Young Astrid Hekne’s forward thinking future, takes a whole new turn and becomes irrevocably entwined with the lives of both strangers to the village, architect Gerhard Schönauer and pastor Kai Schweigaard, with all three of them searching for a sense of belonging and acceptance in their individually nuanced ways. Their unusual romantic triangle, and indeed, their very future, is so intrinsically linked with the removal of the Stave Church and Sister Bells, with all its associated strange phenomenon, that the poignant relationship which develops between them, is touching, often volatile and will lead to them paying the ultimate sacrifice. Betrayal, in whatever guise, will always exact its price and retribution will be neither swift, nor painless.
I would also like to pay homage to the truly fantastic linguistical skills of translator Deborah Dawkin, who so beautifully and faultlessly adapted the book from its original Norwegian text.

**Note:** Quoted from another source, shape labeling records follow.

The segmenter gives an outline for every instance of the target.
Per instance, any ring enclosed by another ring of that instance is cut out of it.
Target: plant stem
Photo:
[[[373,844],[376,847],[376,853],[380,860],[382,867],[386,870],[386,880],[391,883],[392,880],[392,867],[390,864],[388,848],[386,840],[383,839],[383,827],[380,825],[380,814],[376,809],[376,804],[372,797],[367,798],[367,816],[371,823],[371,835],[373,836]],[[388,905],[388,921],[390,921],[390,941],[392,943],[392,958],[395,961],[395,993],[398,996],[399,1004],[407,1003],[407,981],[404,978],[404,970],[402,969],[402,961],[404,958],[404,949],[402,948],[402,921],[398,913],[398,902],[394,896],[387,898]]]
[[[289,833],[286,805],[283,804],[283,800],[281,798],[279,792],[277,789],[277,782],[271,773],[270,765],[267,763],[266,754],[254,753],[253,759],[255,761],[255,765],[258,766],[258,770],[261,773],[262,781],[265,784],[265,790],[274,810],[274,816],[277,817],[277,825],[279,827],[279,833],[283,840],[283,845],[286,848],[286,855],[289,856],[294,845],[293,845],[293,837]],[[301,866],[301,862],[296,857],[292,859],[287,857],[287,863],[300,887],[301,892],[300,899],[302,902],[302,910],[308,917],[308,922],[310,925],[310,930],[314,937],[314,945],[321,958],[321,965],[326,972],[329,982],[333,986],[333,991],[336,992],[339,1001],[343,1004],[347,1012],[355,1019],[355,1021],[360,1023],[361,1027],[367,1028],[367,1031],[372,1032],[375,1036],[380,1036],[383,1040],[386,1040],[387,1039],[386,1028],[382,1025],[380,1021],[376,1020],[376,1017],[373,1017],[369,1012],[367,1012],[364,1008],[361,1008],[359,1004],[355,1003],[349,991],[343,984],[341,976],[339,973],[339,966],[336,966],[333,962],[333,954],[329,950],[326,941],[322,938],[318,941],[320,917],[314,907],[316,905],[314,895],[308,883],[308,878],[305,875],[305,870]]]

The Bell In The Lake is reportedly the first in a rich historical trilogy that draws on legend to explore the clash between tradition and modernity. However for me, this first book worked great as a stand alone story and left me completely fulfilled at its ending!
A complimentary download of this book, for review, was kindly made available by NetGalley, as part of their ‘Read Now’, request free offering.
Any thoughts or comments are my own personal opinion and I am in no way being monetarily compensated for this, or any other article which promotes this book or its author.
I personally do not agree with ‘rating’ a book, as the overall experience is all a matter of personal taste, which varies from reader to reader. However some review sites do demand a rating value, so when this review is posted to such a site, it will attract the well deserved full 5 stars and a place on my favourite shelf!